The Earth is the only world known, so far, to harbor life. There is nowhere else, at least in the near future, to which our species could migrate. Visit, yes. Settle, not yet. Like it or not, for the moment, the Earth is where we make our stand. It has been said that astronomy is a humbling and character-building experience. There is perhaps no better demonstration of the folly of human conceits than this distant image of our tiny world. To me, it underscores our responsibility to deal more kindly with one another and to preserve and cherish the pale blue dot, the only home we've ever known.

Here is the seed of a myth – probably very many myths. And although the apparent insignificance of our home as revealed by Voyager 1 in this image may frighten or disturb some people, it reveals truths which, at this moment in human history, have never been more urgent for us to realise. The futility of our fighting, the parochialism of so many of our concerns, the fragility of life (and probably the rareness of life), our apparent aloneness, and our responsibility to be the wise stewards of what is so far the only life we know in all this emptiness… If we were to heed these truths, and simultaneously awake to the wonders that exist on our planet and beyond, then we may not even need mythology (certainly not religion as we know it now) to help bring humanity together and help us live noble lives. It may be that the push forward into space that began half a century ago (and now appears to have stagnated) could lead us to a point where humans have outgrown the need for mythology – in at least some of its forms. Personally, I’m not so sure. For one thing, humans love to tell stories, and if as a species we ever wake up to the realities that Sagan reflected upon, then I’d expect those realities to inform many of our stories. But I do think that scientific discovery, far from being cold and clinical and concerned only with creating high technologies, provides a hopeful vision for the Earth’s future, if we can listen to it in the right way. And there’s so reason why mythologies far grander and more truthful – perhaps also more fragile and human - than anything of the kind we’ve imagined so far, might not be a part of that.

To help save us all, we probably do – as Armstrong says – need mythos and logos. This means that we need an ability to think mythically (therefore a deeper understanding of myth and its importance in human history), as well as a deeper and wider education about science. Sagan was always calling for the latter when he was alive, and Dawkins does the same now. But as the previous century showed, we need to be careful what kinds of myths we create.

As Karen Armstrong says, so many destructive myths took hold during the twentieth century, and they haven’t gone away now.
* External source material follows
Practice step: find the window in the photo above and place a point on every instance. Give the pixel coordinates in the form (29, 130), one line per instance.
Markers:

It was a century of unparalleled technological and scientific development; yet it left the human need for myth in despair, and that need turned to myths of separateness rather than the celebration of unity in diversity that we could have had. A richer education would reveal to far more of us that myth is different from religious dogma, and that science is not limited to technology (which is actually more of a by-product of science). With these levels of understanding, new, far wider, more wonderful and more truthful myths might grow. And the human species might really have something to aspire to.

At the present point in human history, this doesn’t seem to me very likely. But there are seeds of hope. The question is whether or not they can grow and flourish in this climate.